А дело было так. В процессе «дошлифовки» предварительного вывода о том, что в романе под видом Варьете показан МХАТ, было обнаружено, что, несмотря на переход в окончательной редакции на другую систему временных меток, в ней в скрытом виде сохранилось то же сочетание дат 14/27 июня, которое Булгаков обыгрывал начиная с первых редакций.
В мемуарах основателя музея МХАТ писателя Н. Д. Телешова есть следующие слова: «И зима 1897 года, и весна 1898 года целиком ушли на подготовительные работы. На 14 июня (! – А. Б.) назначено было первое общее собрание труппы в подмосковной дачной местности Пушкино, где при даче Архипова сняли сарай, который наскоро превратили в подобие театра, с маленькой сценой, с крошечным зрительным залом. Здесь и произошло рождение Художественного театра».
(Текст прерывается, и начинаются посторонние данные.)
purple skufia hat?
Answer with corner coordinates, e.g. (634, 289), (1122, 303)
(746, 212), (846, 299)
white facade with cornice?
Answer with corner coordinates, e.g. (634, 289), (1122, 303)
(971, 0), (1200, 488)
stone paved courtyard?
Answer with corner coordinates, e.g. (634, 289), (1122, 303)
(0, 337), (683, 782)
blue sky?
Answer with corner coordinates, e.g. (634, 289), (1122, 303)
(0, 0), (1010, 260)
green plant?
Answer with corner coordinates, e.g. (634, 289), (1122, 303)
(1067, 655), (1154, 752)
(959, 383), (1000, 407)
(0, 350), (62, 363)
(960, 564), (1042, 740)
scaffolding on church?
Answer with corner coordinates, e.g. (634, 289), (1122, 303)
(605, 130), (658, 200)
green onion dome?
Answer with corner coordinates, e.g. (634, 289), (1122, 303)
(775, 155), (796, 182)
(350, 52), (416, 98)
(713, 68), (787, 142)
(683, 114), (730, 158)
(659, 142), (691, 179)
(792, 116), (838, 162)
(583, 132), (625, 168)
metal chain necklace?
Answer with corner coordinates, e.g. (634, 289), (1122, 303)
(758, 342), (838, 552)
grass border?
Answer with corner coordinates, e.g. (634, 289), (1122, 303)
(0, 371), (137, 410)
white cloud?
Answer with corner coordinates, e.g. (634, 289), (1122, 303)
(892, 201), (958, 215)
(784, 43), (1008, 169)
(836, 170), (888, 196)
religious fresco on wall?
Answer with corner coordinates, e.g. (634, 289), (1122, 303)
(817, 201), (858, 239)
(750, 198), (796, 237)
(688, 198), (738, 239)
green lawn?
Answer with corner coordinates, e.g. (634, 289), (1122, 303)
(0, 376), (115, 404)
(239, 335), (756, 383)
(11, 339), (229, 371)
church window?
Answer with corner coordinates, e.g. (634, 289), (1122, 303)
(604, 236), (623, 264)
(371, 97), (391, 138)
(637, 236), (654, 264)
Честно признаюсь, что уровень адреналина в крови при виде даты 14 июня в тексте нисколько не поднялся. Но при виде названия дачной местности Пушкино охотничье чутье все-таки сработало, подсказывая, что в воспоминаниях Телешова содержится какой-то важный ключ к чему-то, что долго ускользало… Листаю роман, последнюю редакцию… Вот он, этот диалог Римского и Варенухи по поводу загадочной пропажи Лиходеева:
«Тут администратор подпрыгнул и закричал так, что Римский вздрогнул:
– Вспомнил! Вспомнил! В Пушкине открылась чебуречная „Ялта“! Все понятно. Поехал туда, напился и теперь оттуда телеграфирует!»
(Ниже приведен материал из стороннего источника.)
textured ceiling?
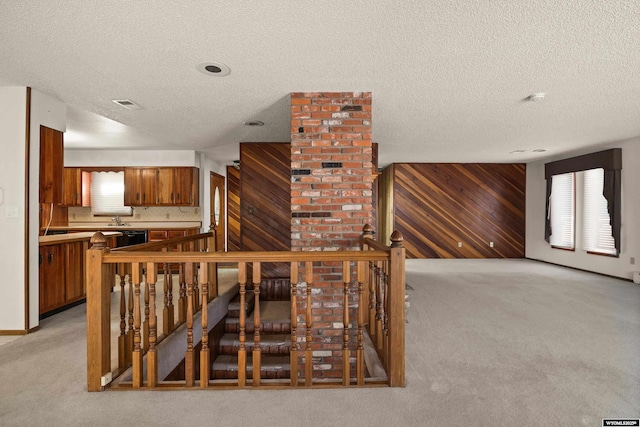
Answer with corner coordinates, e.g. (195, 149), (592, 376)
(0, 0), (640, 164)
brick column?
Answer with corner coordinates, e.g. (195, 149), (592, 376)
(291, 92), (373, 377)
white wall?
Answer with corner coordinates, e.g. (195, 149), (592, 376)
(0, 87), (67, 332)
(0, 87), (27, 331)
(64, 150), (199, 167)
(29, 90), (67, 329)
(525, 137), (640, 279)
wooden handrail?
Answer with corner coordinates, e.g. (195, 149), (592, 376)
(86, 226), (405, 391)
(111, 232), (214, 252)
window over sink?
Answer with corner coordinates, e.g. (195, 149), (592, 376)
(91, 172), (133, 216)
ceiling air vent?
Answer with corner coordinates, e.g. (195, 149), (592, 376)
(112, 99), (142, 110)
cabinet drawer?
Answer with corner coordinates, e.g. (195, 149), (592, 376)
(149, 230), (167, 242)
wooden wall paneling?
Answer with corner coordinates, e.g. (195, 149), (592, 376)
(376, 165), (394, 245)
(240, 143), (291, 278)
(393, 163), (526, 258)
(227, 166), (240, 251)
Надеюсь, читатели поймут мои эмоции, но в этом месте я тоже был готов подпрыгнуть.
Теперь – только листай: «По материальным исчислениям было выгоднее производить репетиции и прожить лето вне города; и для здоровья это было полезнее. На счастье, один из членов Общества искусства и литературы, Н. Н. Архипов (впоследствии режиссер Арбатов), предложил в распоряжение нашего театра довольно большой сарай, находившийся в его имении, в тридцати верстах от Москвы, около дачной местности Пушкино. Мы… приспособили сарай для наших репетиций». Это – уже сам К. С. Станиславский.
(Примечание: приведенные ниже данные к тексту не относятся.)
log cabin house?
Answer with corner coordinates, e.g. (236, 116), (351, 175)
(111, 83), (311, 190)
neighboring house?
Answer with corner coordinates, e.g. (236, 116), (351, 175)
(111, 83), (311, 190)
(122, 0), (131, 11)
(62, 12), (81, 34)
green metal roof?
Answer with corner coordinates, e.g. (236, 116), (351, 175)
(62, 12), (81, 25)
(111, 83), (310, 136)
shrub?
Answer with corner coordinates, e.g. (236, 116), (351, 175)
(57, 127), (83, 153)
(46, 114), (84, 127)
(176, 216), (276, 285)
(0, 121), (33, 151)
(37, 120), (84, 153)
Дальше – больше (свидетельство В. И. Немировича-Данченко): «На тридцатилетнем юбилее Художественного театра по новому стилю 27 октября (выделено самим В. И. Немировичем-Данченко. – А. Б.), а по тогдашнему в России – 14-го, Станиславский в своей речи, говоря о нашем с ним тесном тридцатилетнем союзе, несколько раз называл меня „супругой“, что вот он с труппой уезжает в Америку, а супруга остается дома беречь хозяйство, что поэтому роль супруги не такая видная, как его – мужа. На это я в своей речи под хохот нашей юбилейной аудитории возражал: я говорил, что супруга – это он, а я – муж, и что это очень легко доказать. День 14/27 октября, – говорил я, – это день первого представления и, так сказать, день крестин, „октябрины“ Художественного театра, а не рождения. Рождение было за несколько месяцев до того в деревне Пушкино, недалеко от дачи Алексеева „Любимовки“, в специально приспособленном особняке со сценой (с годами сарай превратился в „особняк“ – вот так рождаются легенды. – А. Б.). Это там впервые собралась вся труппа, там произнесено было первое вступительное слово, там на первых репетициях раздавалось „уа, уа“ нашего детища. По всему этому местом рождения надо считать Пушкино и днем рождения – 14/27 июня» – и здесь выделено В. И. Немировичем-Данченко. Прошу обратить внимание на то обстоятельство, что основатель МХАТ оперирует именно теми датами, которые Булгаков использует в ранних редакциях романа. Впрочем, наоборот: Булгаков оперирует данными Немировича-Данченко; это – существенно.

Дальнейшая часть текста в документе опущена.